Im Norden Münchens kam es heute zu einem schweren Busunfall: Ein Linienbus kollidierte mit einem mit vielen Schulkindern besetzten Reisebus. Es kam zu vielen Verletzten, vor allem unter den Kindern, und einem Todesfall. Die Ursache ist noch unbekannt.

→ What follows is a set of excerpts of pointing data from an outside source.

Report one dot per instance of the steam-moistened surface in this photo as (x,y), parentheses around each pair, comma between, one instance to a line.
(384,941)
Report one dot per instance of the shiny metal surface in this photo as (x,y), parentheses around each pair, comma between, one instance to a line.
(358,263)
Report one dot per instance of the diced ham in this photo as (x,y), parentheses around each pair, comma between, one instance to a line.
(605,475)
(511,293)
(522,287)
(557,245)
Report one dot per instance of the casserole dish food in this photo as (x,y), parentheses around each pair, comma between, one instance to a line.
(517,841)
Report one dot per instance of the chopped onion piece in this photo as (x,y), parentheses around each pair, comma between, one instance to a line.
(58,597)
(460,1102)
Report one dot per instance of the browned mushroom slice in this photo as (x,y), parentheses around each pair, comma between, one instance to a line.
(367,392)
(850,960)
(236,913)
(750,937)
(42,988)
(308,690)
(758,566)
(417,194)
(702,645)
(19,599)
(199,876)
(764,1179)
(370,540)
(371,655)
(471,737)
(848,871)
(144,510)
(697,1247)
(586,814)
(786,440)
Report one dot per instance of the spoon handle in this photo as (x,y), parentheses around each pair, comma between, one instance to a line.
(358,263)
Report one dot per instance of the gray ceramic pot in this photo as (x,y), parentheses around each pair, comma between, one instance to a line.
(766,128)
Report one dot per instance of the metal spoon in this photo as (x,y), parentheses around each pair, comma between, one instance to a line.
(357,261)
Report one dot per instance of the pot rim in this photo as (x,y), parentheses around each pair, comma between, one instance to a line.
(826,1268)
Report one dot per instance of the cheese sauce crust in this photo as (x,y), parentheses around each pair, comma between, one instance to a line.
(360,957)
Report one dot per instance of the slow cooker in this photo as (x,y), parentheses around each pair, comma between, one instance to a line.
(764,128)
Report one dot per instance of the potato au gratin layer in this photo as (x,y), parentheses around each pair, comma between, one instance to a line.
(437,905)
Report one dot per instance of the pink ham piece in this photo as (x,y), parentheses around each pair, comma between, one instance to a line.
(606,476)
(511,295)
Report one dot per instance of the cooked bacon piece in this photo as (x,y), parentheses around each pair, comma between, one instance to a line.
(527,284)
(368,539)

Der Unglücksort liegt nicht weit von München entfernt, im Landkreis Dachau. Auf der Landstraße zwischen Hebertshausen und Haimhausen stießen etwa gegen 12:30 Uhr zwei Busse zusammen: ein Reisebus, in dem sich wohl viele Schulkinder befanden, und ein Linienbus der MVG, vermutlich der Linie 723.

Eine Polizeisprecherin nannte es ein "tragisches, schweres Busunglück". Die Polizei spricht inzwischen von drei schwerstverletzten Kindern und insgesamt 36 Verletzten.

Die Meldungen der örtlichen Medien machen das Ausmaß des Unglücks sichtbar: Hundert Einsatzkräfte, vier Rettungshubschrauber, 15 Rettungswagen und acht Notärzte seien vor Ort, meldete der Merkur, und laut Bild musste ein Kind vor Ort reanimiert werden. Dieser Junge ist dennoch noch am Unfallort gestorben. Zwei weitere Kinder und eine Lehrerin wurden schwer verletzt. Die beiden Busfahrer sind unter den leicht Verletzten. Der Linienbus war zum Zeitpunkt des Unfalls leer.

Die Straße, auf der sich der Unfall ereignete, ist vorerst gesperrt. Für besorgte Eltern wurde ein Bürgertelefon eingerichtet. Mittlerweile treffen sich die Mütter betroffener Kinder an der Sammelstelle der Freiwilligen Feuerwehr Ampermoching, wo sich auch ein Kriseninterventionsteam findet.

Noch sind die Ursachen des Zusammenstoßes unklar. Die beiden Busse haben sich in einer Kurve berührt. Die Polizei ermittelt.